Arrivée vers 16h à Aignoz. Je prends le sentier sur pilotis. Personne, pour le moment. Tant mieux! Plouf! Un joli bruit d'eau, alors que j'arrive à un petit pont : une couleuvre qui dorait au soleil s'est jetée à l'eau en m'entendant arriver. Si les couleuvres ont des oreilles!? en tout cas, elles sentent les vibrations du pont. La voilà qui serpente dans l'eau, et se pose dans les herbes. Magnifique. Elle repart, dans l'eau, se réfugier sous le pont. 

Couleuvre

Ajouter une légende
Et voici un groupe de promeneurs, forts bruyants. Pas la peine d'espérer voir qui que ce soit avant quelques minutes. Ce laps de temps écoulé, je reprends et croise un papillon qui papillonne, et une grenouille agile, je crois. Il est bien trop tôt dans la saison pour épipactis et autres orchidées. 

Grenouille verte

Après le sentier-pilotis, je remonte le Séran, rive gauche. Pas de martin-pêcheur, toujours des traces de présence de castor... Et dans un étang... deux castors qui nagent? non! des ragondins.
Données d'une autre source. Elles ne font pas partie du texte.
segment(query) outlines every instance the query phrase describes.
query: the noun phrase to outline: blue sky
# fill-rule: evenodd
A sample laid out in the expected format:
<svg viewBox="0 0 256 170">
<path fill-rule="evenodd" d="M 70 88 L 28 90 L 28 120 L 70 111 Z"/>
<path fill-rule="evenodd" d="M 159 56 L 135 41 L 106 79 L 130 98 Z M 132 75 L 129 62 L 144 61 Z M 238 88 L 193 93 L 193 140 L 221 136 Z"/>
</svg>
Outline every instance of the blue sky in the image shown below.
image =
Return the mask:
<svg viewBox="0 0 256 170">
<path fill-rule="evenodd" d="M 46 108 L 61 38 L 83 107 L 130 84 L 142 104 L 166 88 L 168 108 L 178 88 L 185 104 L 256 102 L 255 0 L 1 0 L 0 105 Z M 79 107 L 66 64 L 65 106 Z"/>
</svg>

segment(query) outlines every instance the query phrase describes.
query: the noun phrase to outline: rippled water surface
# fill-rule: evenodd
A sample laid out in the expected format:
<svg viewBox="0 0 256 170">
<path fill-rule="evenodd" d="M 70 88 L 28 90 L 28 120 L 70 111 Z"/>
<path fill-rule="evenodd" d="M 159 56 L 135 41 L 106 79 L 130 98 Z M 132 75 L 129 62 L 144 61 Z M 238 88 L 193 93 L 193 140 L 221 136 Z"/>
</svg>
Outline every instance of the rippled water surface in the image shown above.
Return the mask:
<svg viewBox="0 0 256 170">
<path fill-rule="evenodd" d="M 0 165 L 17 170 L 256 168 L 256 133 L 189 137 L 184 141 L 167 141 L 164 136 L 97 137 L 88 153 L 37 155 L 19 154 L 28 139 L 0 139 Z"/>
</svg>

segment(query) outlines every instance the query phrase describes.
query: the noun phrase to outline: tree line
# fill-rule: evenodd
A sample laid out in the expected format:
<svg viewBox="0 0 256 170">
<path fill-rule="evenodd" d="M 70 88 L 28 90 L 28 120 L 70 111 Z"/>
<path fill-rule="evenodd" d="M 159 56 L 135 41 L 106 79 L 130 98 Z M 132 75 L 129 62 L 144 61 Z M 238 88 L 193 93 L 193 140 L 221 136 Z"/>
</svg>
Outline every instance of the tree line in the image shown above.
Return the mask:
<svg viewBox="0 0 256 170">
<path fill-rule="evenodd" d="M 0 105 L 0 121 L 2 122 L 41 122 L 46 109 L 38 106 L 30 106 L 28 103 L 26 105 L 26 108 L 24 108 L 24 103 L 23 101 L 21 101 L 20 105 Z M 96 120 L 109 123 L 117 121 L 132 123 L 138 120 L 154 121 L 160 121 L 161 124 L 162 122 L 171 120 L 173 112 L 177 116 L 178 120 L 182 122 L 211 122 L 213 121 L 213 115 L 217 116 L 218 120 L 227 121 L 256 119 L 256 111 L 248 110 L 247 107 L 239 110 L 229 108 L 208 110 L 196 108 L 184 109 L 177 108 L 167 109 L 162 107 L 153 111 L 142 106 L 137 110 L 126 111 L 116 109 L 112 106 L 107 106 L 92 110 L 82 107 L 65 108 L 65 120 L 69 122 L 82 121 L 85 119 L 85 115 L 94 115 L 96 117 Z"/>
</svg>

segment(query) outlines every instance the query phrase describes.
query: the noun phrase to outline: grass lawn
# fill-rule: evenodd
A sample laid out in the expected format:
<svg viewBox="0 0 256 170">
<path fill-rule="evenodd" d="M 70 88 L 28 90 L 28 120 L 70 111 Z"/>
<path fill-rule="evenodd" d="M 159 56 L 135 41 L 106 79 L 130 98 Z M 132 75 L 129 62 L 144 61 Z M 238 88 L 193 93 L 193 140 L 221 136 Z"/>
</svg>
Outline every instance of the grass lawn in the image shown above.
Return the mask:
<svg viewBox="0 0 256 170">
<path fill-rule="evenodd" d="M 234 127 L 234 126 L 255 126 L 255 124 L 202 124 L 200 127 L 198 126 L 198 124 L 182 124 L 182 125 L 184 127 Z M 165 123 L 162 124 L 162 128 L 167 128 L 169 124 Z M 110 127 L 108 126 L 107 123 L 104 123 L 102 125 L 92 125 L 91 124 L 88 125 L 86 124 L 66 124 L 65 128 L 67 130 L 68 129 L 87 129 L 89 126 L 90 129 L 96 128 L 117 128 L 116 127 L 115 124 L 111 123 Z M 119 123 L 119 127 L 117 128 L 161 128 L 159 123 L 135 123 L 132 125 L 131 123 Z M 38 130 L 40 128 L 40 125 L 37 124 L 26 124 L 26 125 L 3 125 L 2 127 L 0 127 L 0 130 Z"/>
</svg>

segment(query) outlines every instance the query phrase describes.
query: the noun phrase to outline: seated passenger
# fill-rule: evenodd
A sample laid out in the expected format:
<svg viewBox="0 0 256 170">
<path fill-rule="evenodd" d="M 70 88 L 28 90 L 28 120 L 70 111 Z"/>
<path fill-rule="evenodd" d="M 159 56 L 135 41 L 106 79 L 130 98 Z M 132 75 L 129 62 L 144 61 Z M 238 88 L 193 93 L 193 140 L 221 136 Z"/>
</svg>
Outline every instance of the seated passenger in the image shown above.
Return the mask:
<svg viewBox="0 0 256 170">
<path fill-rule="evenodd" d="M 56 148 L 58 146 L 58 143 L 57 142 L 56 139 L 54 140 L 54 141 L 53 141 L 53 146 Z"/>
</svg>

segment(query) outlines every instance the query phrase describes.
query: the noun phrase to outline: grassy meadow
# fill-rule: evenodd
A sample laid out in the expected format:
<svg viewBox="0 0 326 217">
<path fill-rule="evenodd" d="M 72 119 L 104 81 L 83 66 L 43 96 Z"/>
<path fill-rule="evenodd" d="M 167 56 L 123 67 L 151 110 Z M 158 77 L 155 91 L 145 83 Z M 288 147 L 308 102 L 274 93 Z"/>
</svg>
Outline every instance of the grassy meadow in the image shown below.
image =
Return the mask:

Bon. Des cygnes, des hérons, et un milan noir qui survole le tout avant de venir se poser sur la cime d'un arbre.

Ragondin
Décollage

Milan noir
Retour ensuite à Aignoz par le GR, rive droite du Séran. Désertée. Alors je refais le tour, avant la tombée de la nuit, sur le sentier-pilotis et jusqu'à l'étang. Les ragondins sont toujours là, mais pas leurs amis à queue plate. Une autre fois... Je prends un peu d'ail des ours et je rentre.

Champs d'ail des ours

dimanche 31 mai 2015

Ile de la table ronde

Pas vu de table ronde. Mais un bac à traille. A traverser le Rosne, qu'il servait. Et puis, au cours de cette courte promenade, toutes sortes de bestioles.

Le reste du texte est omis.